Scientific Fun For The Weekend
Saturday morning. Make an air gun that shoots tampons. Some PVC, a few tampon vending tubes and a whole mess of tampons. Conveniently, I keep all that around the house for emergencies.
Later Saturday morning. Shoot brother with tampon gun. Let's face it, men don't even like going to the store to buy tampons. He's really going to hate being shot with them. Maybe even as much as Mel Gibson hates Jews.
Saturday afternoon: Find a way to work "I have unnaturally high levels of testosterone" into a joke. If this guy Floyd Landis can win the Tour De France and get to brag about testosterone levels, he is our new hero. Hope Leno doesn't get to the joke first.

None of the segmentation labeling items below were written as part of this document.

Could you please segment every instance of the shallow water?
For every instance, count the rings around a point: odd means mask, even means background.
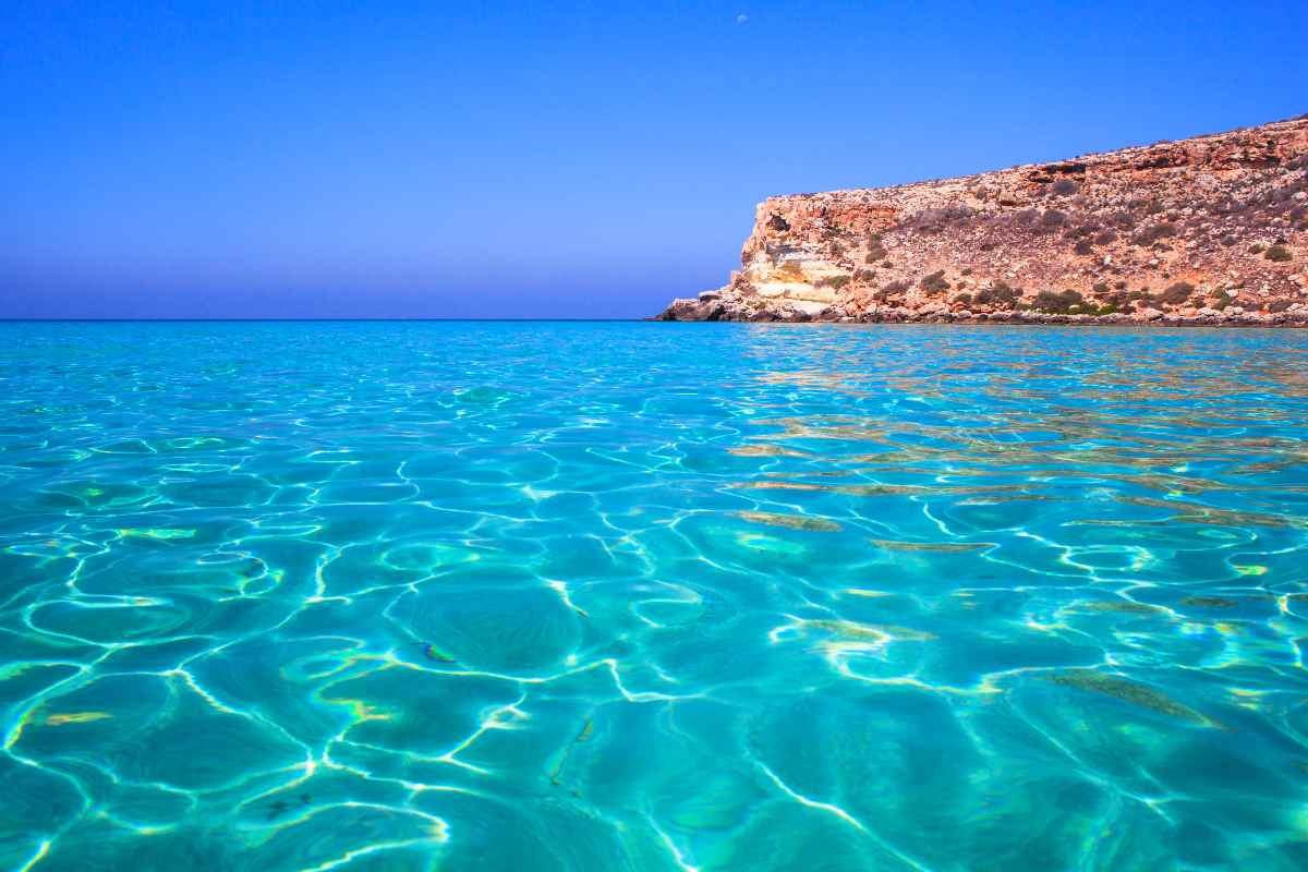
[[[1308,333],[0,324],[0,867],[1301,869]]]

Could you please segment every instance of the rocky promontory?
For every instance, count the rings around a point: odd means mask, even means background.
[[[1308,115],[759,204],[663,320],[1308,324]]]

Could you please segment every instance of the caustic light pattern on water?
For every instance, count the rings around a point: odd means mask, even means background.
[[[1308,867],[1308,333],[0,326],[0,867]]]

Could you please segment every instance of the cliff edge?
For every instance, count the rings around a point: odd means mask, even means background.
[[[663,320],[1308,324],[1308,115],[759,204]]]

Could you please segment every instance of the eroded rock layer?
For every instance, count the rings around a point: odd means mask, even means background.
[[[769,197],[740,263],[659,318],[1308,324],[1308,115]]]

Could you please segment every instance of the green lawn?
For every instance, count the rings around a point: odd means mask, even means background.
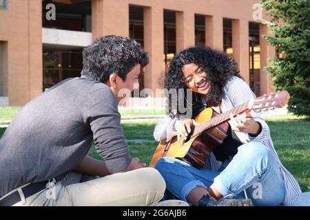
[[[21,107],[0,107],[0,121],[10,121]]]
[[[265,118],[280,160],[296,177],[303,192],[310,191],[310,122],[293,116],[275,116]],[[122,126],[127,140],[153,140],[153,131],[158,120],[123,122]],[[5,129],[0,128],[0,137]],[[149,163],[156,143],[130,143],[133,157]],[[100,159],[92,146],[89,155]]]

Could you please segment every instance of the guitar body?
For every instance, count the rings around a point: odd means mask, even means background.
[[[202,123],[217,115],[218,113],[211,108],[207,108],[195,118],[195,120]],[[210,152],[216,146],[223,143],[227,137],[227,129],[228,124],[224,122],[187,140],[178,141],[176,136],[168,142],[164,139],[161,140],[149,163],[149,166],[154,167],[161,158],[168,157],[184,158],[193,166],[200,168],[205,164]]]
[[[279,91],[251,99],[220,115],[213,109],[207,108],[195,118],[200,124],[192,129],[187,140],[178,141],[174,136],[169,140],[161,140],[149,166],[154,167],[161,158],[169,157],[184,159],[200,168],[210,152],[227,136],[229,125],[227,122],[230,120],[230,115],[236,116],[249,110],[282,107],[289,99],[287,91]]]

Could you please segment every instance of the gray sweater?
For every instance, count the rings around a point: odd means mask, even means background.
[[[132,157],[111,89],[84,78],[65,80],[25,104],[0,140],[0,197],[74,168],[94,142],[109,171]]]

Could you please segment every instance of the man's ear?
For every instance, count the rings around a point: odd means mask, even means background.
[[[110,84],[111,86],[114,88],[116,87],[116,78],[117,78],[117,74],[112,74],[110,75]]]

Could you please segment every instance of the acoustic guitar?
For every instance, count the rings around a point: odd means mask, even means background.
[[[236,116],[249,110],[282,107],[289,99],[288,92],[282,91],[252,99],[221,114],[212,108],[207,108],[195,118],[200,124],[191,128],[186,140],[180,138],[178,140],[176,135],[169,140],[161,140],[149,166],[154,167],[161,158],[169,157],[186,160],[200,168],[205,164],[211,151],[223,143],[227,136],[227,122],[230,120],[230,113]]]

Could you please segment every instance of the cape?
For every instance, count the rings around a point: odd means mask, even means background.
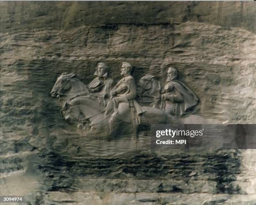
[[[182,116],[191,114],[196,111],[195,107],[199,103],[199,99],[195,94],[185,84],[179,81],[172,81],[171,83],[175,89],[183,96],[184,101],[179,103],[179,115]]]

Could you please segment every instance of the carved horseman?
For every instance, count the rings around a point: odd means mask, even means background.
[[[99,97],[100,101],[106,106],[105,99],[109,98],[109,94],[113,85],[113,80],[108,77],[108,67],[103,63],[100,63],[94,74],[97,76],[89,84],[90,92]]]
[[[177,80],[177,76],[178,72],[175,68],[168,69],[167,83],[163,91],[161,108],[165,112],[179,118],[195,112],[199,100],[186,85]]]
[[[107,106],[105,114],[113,110],[109,121],[110,129],[116,126],[120,120],[133,122],[135,128],[139,124],[139,115],[145,112],[143,109],[135,100],[136,97],[135,81],[131,76],[132,67],[128,63],[123,62],[121,68],[123,78],[118,83],[110,93],[110,99]]]

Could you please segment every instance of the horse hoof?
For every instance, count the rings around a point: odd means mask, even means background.
[[[83,127],[82,124],[79,124],[77,125],[77,128],[78,128],[79,129],[83,129]]]

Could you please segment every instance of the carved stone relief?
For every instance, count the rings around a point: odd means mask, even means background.
[[[177,123],[197,111],[199,99],[177,80],[174,68],[168,69],[163,88],[159,78],[150,74],[136,85],[131,74],[133,67],[127,62],[122,63],[122,78],[113,86],[108,69],[105,63],[98,63],[95,73],[97,77],[88,86],[73,73],[62,73],[51,92],[52,97],[65,98],[61,114],[80,129],[100,129],[113,136],[120,131],[124,123],[136,132],[151,124]]]

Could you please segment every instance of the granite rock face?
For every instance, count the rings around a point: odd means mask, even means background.
[[[149,73],[162,85],[171,66],[200,99],[197,115],[255,123],[256,10],[250,2],[0,3],[0,195],[28,204],[255,203],[253,150],[153,153],[144,133],[138,142],[107,140],[67,124],[49,93],[64,72],[87,84],[100,62],[115,83],[124,61],[136,82]]]

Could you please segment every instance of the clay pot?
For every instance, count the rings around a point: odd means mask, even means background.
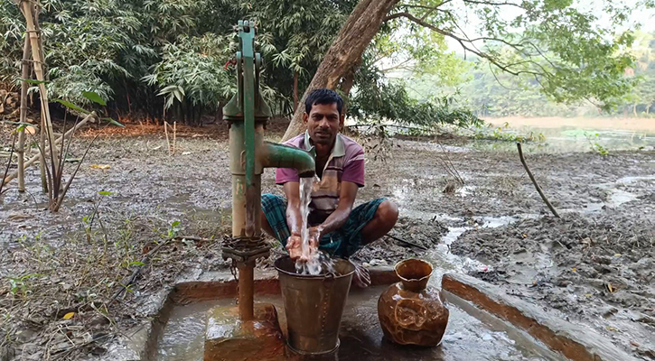
[[[389,286],[378,300],[384,335],[400,345],[438,345],[448,324],[448,309],[439,292],[427,287],[432,265],[408,259],[396,264],[395,270],[401,282]]]

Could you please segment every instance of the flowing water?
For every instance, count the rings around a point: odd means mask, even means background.
[[[301,274],[319,274],[321,273],[321,261],[319,253],[309,247],[309,203],[312,201],[312,185],[313,178],[300,179],[300,216],[303,218],[301,236],[303,243],[301,246],[302,255],[295,261],[295,271]]]

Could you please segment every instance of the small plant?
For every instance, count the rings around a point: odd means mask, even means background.
[[[174,238],[181,230],[182,227],[180,227],[179,220],[171,223],[171,226],[168,227],[168,238]]]
[[[592,152],[596,153],[604,157],[610,154],[610,151],[608,151],[607,148],[598,143],[598,141],[600,140],[600,134],[598,133],[596,133],[595,134],[589,134],[588,133],[585,132],[585,137],[586,138],[587,142],[589,142],[589,147],[591,148]]]
[[[98,208],[100,207],[100,203],[102,203],[102,197],[105,196],[111,196],[114,193],[109,191],[101,190],[98,191],[98,194],[99,194],[101,197],[100,199],[95,202],[95,207],[93,208],[93,212],[89,216],[84,216],[82,218],[82,223],[84,224],[84,233],[87,235],[87,243],[91,243],[91,229],[93,228],[93,221],[96,219],[96,217],[98,216]],[[98,217],[99,221],[99,217]],[[104,228],[104,227],[103,227]],[[107,232],[105,233],[105,243],[107,243]]]
[[[30,273],[23,277],[8,277],[10,289],[9,292],[16,296],[27,296],[31,291],[27,285],[27,280],[33,277],[42,277],[42,274]]]
[[[494,127],[491,124],[487,126],[478,126],[473,129],[473,138],[475,139],[486,139],[492,141],[502,141],[502,142],[539,142],[543,143],[546,141],[546,135],[543,133],[538,133],[530,131],[526,134],[517,134],[508,133],[507,130],[510,127],[510,124],[505,122],[501,126]]]

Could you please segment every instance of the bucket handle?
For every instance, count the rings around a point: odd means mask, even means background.
[[[325,273],[323,277],[323,282],[332,282],[332,281],[334,281],[334,273]]]

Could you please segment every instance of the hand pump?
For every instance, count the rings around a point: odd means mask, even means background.
[[[264,168],[294,168],[301,177],[313,177],[314,160],[307,152],[263,141],[271,109],[259,89],[264,61],[255,52],[255,27],[239,21],[237,51],[237,94],[223,107],[229,125],[229,170],[232,173],[232,238],[222,248],[239,270],[239,312],[253,319],[254,268],[257,258],[267,257],[270,247],[261,233],[261,174]]]

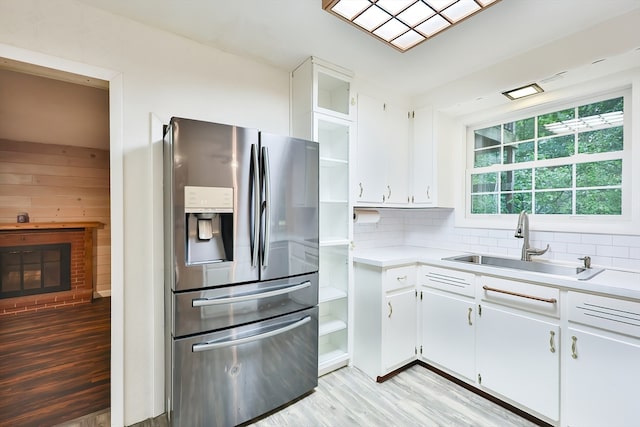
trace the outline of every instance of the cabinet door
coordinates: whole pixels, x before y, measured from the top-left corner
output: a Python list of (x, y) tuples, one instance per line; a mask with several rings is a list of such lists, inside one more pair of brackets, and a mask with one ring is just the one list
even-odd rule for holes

Saturday evening: Orgy of unprotected sex with supermodels.
Sunday morning: Order the Collette - Action Hooker toy doll for my niece. It's French, and that means culture. We could all use a little culture.
Sunday afternoon: Write the definitive scientific treatise on the blogger community. Some people are overwhelmed by the number of choices out there. It's quite simple, really. Start here, then go wherever.
Sunday evening: Accept a collect call from this girl:
She says she isn't a convict but I am not sure. Orange isn't her color so that makes me a little suspicious.
Sunday night. Watch Footballers' Wives. You thought I was going to say 'have another orgy of unprotected sex with supermodels', didn't you? Fooled you. Scientists are nothing if not diverse.